Smart Annotation and Tagging for PDF Data Organization:
- Automatically annotates and tags extracted content based on its significance, type, or topic, which can be critical for organizing and categorizing data in industries like legal or finance. In legal applications, for instance, ETL can tag document clauses by type (e.g., confidentiality, liability) or importance, helping legal teams quickly access relevant clauses without manual search.
Extraction from Scanned and Low-Quality PDFs with OCR Enhancement:
- Combines OCR with AI-driven error correction to extract text from low-quality or scanned documents. This use case is beneficial in industries like government or insurance, where many records are still paper-based. Enhanced OCR improves accuracy in extracting data from old documents, making it possible to digitize and leverage legacy records for AI training or analytics.

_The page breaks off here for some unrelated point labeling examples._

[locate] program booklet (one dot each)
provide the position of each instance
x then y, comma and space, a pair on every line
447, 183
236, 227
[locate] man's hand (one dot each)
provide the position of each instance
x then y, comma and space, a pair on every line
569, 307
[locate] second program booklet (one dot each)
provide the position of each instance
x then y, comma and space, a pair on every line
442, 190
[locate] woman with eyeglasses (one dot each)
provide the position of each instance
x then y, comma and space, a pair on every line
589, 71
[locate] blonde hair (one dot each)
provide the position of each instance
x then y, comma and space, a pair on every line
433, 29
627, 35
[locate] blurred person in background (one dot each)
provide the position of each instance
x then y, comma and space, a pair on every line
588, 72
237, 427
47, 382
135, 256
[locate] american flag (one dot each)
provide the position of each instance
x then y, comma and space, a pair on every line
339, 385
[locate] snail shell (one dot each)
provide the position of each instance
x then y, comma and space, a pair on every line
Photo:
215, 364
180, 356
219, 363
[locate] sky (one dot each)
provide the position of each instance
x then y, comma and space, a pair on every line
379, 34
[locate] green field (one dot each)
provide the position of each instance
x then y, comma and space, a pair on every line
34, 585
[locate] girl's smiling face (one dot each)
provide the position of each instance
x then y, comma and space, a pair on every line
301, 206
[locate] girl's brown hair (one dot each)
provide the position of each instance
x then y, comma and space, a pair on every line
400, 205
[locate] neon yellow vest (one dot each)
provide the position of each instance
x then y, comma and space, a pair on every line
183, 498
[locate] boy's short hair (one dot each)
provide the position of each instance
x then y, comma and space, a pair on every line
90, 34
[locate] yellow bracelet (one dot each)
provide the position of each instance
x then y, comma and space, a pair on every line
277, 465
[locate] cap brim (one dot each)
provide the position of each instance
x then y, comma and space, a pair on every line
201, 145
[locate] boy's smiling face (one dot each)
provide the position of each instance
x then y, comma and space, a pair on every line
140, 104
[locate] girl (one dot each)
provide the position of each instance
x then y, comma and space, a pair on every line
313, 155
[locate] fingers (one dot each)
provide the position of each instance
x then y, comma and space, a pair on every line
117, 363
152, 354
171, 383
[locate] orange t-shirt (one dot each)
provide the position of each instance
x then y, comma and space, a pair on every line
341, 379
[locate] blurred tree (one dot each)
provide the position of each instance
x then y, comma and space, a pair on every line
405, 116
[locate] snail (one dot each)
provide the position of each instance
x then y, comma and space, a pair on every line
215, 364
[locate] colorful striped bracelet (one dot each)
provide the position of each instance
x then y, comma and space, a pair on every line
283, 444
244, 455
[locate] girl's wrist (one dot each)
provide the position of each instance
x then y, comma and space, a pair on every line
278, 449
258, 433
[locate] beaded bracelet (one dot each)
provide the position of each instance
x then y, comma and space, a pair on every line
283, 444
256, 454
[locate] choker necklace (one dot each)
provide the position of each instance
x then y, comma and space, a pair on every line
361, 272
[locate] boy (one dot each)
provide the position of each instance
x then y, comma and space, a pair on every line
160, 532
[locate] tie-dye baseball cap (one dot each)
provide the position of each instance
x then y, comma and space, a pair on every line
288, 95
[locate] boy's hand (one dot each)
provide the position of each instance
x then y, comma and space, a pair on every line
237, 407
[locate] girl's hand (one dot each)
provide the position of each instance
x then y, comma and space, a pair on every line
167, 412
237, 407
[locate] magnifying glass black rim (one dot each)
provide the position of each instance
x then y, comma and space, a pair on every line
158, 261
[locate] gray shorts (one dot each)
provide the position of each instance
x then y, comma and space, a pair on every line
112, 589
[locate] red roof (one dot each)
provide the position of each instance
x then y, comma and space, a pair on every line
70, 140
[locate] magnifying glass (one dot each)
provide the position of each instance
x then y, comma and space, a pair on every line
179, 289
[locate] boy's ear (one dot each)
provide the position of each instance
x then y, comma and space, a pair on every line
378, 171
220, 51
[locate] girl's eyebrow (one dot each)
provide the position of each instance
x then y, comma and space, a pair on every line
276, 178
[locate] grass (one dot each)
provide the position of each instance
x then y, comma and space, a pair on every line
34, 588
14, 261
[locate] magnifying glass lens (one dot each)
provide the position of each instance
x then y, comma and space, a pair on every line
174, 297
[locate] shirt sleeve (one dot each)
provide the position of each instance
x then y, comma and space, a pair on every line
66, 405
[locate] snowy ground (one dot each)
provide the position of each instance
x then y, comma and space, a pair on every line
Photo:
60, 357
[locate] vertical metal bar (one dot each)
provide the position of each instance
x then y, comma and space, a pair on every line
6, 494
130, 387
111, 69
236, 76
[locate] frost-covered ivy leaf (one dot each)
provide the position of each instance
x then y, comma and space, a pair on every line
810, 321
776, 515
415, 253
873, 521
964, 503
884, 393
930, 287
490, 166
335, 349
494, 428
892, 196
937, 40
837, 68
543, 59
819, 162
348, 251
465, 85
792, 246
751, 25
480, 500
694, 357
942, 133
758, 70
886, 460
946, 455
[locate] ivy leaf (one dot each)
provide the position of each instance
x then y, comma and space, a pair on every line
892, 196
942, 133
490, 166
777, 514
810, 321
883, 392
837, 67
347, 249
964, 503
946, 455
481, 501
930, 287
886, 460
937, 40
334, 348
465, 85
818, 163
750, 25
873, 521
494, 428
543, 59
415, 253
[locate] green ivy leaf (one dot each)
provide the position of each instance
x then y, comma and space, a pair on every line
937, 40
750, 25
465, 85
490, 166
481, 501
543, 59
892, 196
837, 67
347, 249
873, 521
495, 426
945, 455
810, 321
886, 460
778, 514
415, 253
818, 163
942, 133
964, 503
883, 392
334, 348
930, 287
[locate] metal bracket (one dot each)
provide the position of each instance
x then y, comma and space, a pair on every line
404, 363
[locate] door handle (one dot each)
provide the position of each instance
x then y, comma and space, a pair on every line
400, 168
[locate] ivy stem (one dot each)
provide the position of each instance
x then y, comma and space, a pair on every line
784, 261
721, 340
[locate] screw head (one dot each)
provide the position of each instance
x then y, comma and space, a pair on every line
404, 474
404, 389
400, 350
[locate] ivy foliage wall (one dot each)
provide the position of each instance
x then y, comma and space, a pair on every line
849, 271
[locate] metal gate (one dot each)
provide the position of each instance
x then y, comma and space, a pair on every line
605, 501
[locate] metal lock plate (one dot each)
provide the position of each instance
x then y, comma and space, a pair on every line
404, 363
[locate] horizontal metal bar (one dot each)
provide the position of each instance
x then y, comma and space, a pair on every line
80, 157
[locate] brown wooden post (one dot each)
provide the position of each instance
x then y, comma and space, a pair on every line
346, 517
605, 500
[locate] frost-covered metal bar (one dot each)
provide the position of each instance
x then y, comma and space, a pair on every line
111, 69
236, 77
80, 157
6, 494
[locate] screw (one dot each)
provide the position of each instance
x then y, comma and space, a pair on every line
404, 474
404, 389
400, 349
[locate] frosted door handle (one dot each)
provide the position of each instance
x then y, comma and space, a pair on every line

3. Automated Collection and Preparation of Web Data for Specialized LLM Usage

Continuous and Adaptive Web Data Curation for Real-Time Model Training:
- Establishes continuous pipelines that curate, filter, and prepare relevant web data in real-time, allowing LLMs to stay updated with the latest industry knowledge and trends. For example, an LLM trained for financial analysis could automatically collect market news, earnings reports, and regulatory changes, enabling it to provide the latest insights without manual data input.
Content Filtering and Relevancy Scoring for Data Quality Improvement:
- Employs advanced filtering to ensure only high-quality, relevant content is included in the training dataset. This involves scoring content based on factors such as credibility, timeliness, and relevance to specific topics, reducing noise and enhancing the quality of LLM responses. For instance, in the field of science, only data from reputable sources (e.g., peer-reviewed journals) would be included, making the LLM better suited for accurate scientific discourse.
Data Augmentation and Synthetic Data Generation from Web Data:
- Automatically generates synthetic data or enriches existing data based on patterns in collected web data, which can enhance LLM performance without manual data labeling. In customer service AI, for example, synthetic data might be generated to handle rare query types by training the model on a wider variety of potential customer inquiries, thus preparing it for nuanced or complex questions.
Language-Specific and Regional Web Data Curation for Multilingual Models:
- Aggregates web data in various languages and regions, supporting multilingual LLM models that understand cultural nuances and regional terminology. For instance, an LLM for e-commerce could be trained on user reviews and product descriptions from different regions, allowing it to handle localized queries or offer culturally relevant recommendations.

The AI data preparation market is expected to experience significant growth in the coming years, and unstructured data ETL will play a crucial role.

Conclusion

Unstructured data ETL is the missing piece in the modern data stack. Data pipelines that took weeks to build, test, and deploy, can now be automated end-to-end in a fraction of the time with the use of tools like unstructured.io or Kadoa.
For the first time, we have turnkey solutions for handling unstructured data in any format and from any source.

Enterprises that apply this new paradigm will be able to fully leverage their data assets (e.g. for LLMs), make better decisions faster, and operate more efficiently.

Data ist (still) the new oil, but now we have the tools to refine it efficiently.